The fourth speaker in our ECREA 2018 panel is Agnes Gulyas, whose focus is on how news is defined by audiences. The meaning of news is often taken for granted, and this is problematic – not least in the context of present ‘fake news’ debates. What makes a piece of information ‘news’, and is that understanding shared between participants? What expectations do audiences have of news?
This debate about what news is is not new: historically there are four key approaches to this question. The first is journalism-centric, and defines news as the professional output of journalistic practice; it builds on shared understandings of news values, and highlights specific functions of journalism in society. A second defines news as a product: as the outcome of the production process of a complex organisation, packaged according to specific logics, marketed at audiences, and standardised in its form and delivery. Third, news may be understood as a form of cultural expression: a symbolic representation of certain events in the world according to particular, culturally inflected symbolic systems, and representing certain shared political and social values in a society. Finally, news may also be seen from an audience-centric perspective as part of the flow of users’ daily lives, where it fulfils one function along other forms of information and entertainment.
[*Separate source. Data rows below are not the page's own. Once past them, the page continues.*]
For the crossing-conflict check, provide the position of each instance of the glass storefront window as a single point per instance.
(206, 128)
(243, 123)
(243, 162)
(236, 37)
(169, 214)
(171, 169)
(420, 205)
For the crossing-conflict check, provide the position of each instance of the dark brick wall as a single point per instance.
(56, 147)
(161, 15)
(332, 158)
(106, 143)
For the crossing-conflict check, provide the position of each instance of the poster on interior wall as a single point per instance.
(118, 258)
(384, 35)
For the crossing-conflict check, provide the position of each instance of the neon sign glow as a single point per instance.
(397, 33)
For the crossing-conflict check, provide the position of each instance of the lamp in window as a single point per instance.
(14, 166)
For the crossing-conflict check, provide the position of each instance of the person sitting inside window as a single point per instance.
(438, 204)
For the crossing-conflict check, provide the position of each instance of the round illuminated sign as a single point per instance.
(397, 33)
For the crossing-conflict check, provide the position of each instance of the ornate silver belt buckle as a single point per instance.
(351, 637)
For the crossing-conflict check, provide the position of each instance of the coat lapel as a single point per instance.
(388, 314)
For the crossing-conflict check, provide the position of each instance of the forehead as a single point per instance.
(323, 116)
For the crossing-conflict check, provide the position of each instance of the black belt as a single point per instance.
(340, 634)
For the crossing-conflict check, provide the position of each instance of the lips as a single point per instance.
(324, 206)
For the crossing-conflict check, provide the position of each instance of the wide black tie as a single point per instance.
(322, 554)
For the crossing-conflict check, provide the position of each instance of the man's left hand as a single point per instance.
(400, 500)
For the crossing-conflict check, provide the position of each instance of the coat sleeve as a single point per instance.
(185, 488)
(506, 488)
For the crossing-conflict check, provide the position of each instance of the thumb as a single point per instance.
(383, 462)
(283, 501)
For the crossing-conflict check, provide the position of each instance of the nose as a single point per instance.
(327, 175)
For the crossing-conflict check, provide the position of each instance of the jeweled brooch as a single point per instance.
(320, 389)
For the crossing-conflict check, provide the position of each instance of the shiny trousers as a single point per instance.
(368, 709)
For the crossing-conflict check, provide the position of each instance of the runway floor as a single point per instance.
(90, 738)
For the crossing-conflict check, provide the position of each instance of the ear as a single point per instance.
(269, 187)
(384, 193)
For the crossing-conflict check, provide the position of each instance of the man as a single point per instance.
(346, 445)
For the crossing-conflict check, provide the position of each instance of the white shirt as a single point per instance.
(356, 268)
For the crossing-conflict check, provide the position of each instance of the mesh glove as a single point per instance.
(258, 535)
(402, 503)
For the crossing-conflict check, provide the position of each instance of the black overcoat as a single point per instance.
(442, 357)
Such pre-digital understandings must now be further extended for the present media environment. Here, the conventional production, distribution, and consumption processes for industrially-produced news have been disrupted, and news is no longer the result of a linearly organised production process; that process has been interrupted by social communication processes, especially in online and social media environments. This has led to the emergence of different parallel news cultures in different news cultures, which must be studied empirically.
Such work shows that news users have a variety of ways of understanding (in the case of Agnes’s study, especially local) news: for instance, as personally relevant and interesting information; as content produced by local media brands (as opposed to circulating in local social media spaces); or as a form of community engagement (where, by contrast, local media may be especially crucial). This means that there is no shared understanding of news in this local context, and the understanding of audiences may diverge from that of journalists; this shows the changing roles of journalists and audiences, too. How news is defined, practiced, and experienced differs between them, then, and this also means that our research methods need to anticipate such divergent understandings.